Full disk encryption protects the entire system, automatically encrypting any file saved to the drive, whether it is created by the user or by the OS. To access it a special “authentication device” is required, like a password, token or smart card, which lets the system retrieve the encryption key and decrypt the storage. However, after you have logged into the system, every piece of data becomes vulnerable again as anyone can access it if you leave your computer unattended.

With file encryption, it’s up to you to decide which data will be encrypted (documents, databases, presentations, etc. or even whole folders and subfolders) and it will remain safe even after you’ve completed the authorization procedure. Still, application software, such as Microsoft Office Word or a web browser, may create temporary files or file copies which won’t be encrypted at all and can be retrieved if one has a strong determination to do so.

What’s more, there are two principal types of encryption algorithms you can choose from:

Private-key algorithms. Those are also called secret-key or symmetric. This technology is the simplest of two approaches as it uses the same key for encryption and decryption. For instance, a sender applies a certain key to encode a message while a receiver uses that key to decode it. Symmetric keys are implemented in such modern algorithms as AES (Advanced Encryption Standard), Blowfish, Twofish, LUKS, Serpent, DES (Data Encryption Standard), etc.

Public-key algorithms are also known as asymmetric. Such an algorithm is more intricate as it employs two different but mathematically related encryption keys: the first one is available to everybody and is used to lock the data (public key) and the second one — which is kept somewhere safe by the receiver — to unlock it (private key). Any information encrypted with the help of a certain public key can be decrypted only by its corresponding private key. The main perk here is that one doesn’t have to pass the secret key to other people and worry that it may get into the wrong hands, which makes it perfect for secure information exchange. However, the complexity of this method requires more processing power, so it doesn’t always make sense to use it for encrypting data at rest. Among the algorithms relying on this approach are RSA (Rivest–Shamir–Adleman), Diffie-Hellman, ECC (Elliptic-curve cryptography), El Gamal, DSA (Digital Signature Algorithm) and others.

In the main, encryption is the most effective way to prevent unwanted people from accessing your files in the cases when your computer gets stolen or lost, but even this technology is not absolutely foolproof. First of all, it totally relies on encryption keys, so security of your data hinges upon the safety of the encryption key.
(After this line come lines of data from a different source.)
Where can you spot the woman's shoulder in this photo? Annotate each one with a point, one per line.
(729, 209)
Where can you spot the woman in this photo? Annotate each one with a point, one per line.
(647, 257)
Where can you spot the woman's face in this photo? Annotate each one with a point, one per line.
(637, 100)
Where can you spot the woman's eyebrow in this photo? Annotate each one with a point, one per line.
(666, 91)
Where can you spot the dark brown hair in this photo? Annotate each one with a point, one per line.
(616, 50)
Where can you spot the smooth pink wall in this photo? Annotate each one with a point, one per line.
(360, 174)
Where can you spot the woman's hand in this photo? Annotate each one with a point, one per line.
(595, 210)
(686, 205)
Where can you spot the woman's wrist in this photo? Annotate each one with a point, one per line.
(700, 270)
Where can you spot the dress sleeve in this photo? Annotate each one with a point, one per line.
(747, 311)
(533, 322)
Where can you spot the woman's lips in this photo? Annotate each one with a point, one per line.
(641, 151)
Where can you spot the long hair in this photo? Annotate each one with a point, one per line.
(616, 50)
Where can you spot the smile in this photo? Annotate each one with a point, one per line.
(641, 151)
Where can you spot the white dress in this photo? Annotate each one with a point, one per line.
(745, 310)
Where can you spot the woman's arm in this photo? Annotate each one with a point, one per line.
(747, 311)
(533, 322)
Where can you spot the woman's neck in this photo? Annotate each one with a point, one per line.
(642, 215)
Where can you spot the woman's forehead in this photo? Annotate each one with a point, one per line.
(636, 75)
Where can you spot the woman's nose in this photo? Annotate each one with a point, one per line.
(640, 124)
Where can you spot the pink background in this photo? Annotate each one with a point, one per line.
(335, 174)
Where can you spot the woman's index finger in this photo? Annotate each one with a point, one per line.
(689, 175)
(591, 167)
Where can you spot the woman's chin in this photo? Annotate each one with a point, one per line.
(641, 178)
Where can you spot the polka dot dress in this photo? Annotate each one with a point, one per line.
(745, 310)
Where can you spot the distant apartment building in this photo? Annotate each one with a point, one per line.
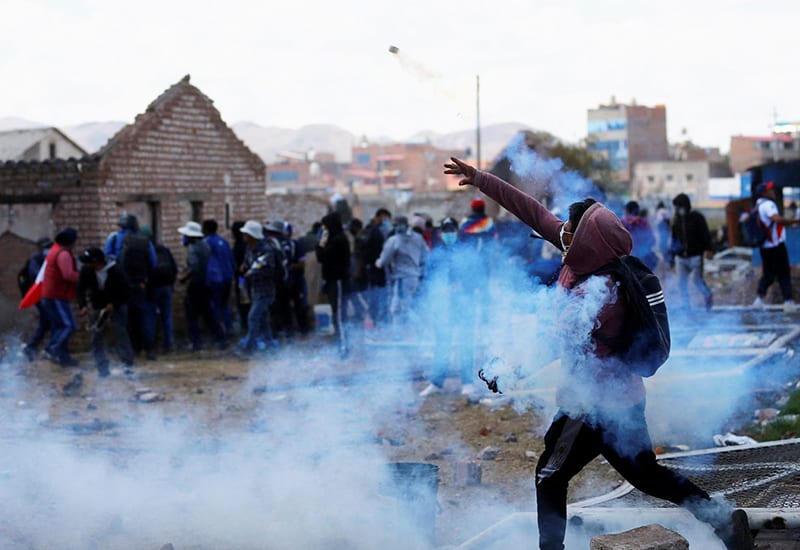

Failures within the system may result in the loss of encryption key. Lose it and you can instantly wave goodbye to your files as the data will remain encrypted and therefore inaccessible. Also, this significantly complicates the process of data recovery or can even make it impossible. Though some tools like the Pro edition of Recovery Explorer can restore the key and decrypt the data, if given the password information, in case an encrypted drive is damaged to the point when it cannot be mounted, any attempt to recover it will give no result.

Moreover, in case of full disk encryption, you may get a slowdown of disk reading and writing operations which can vary from nothing up to 30%. Also, it will fail to protect your files when you leave your PC turned on while file encryption is simply worthless if you have a password which is easy to guess.

As you can see, encryption is not without fault, so you shouldn’t be led on by a false sense of security, but it’s much better than leaving your files unveiled as most attackers probably won’t consider the game worth the candle and will pick out another target.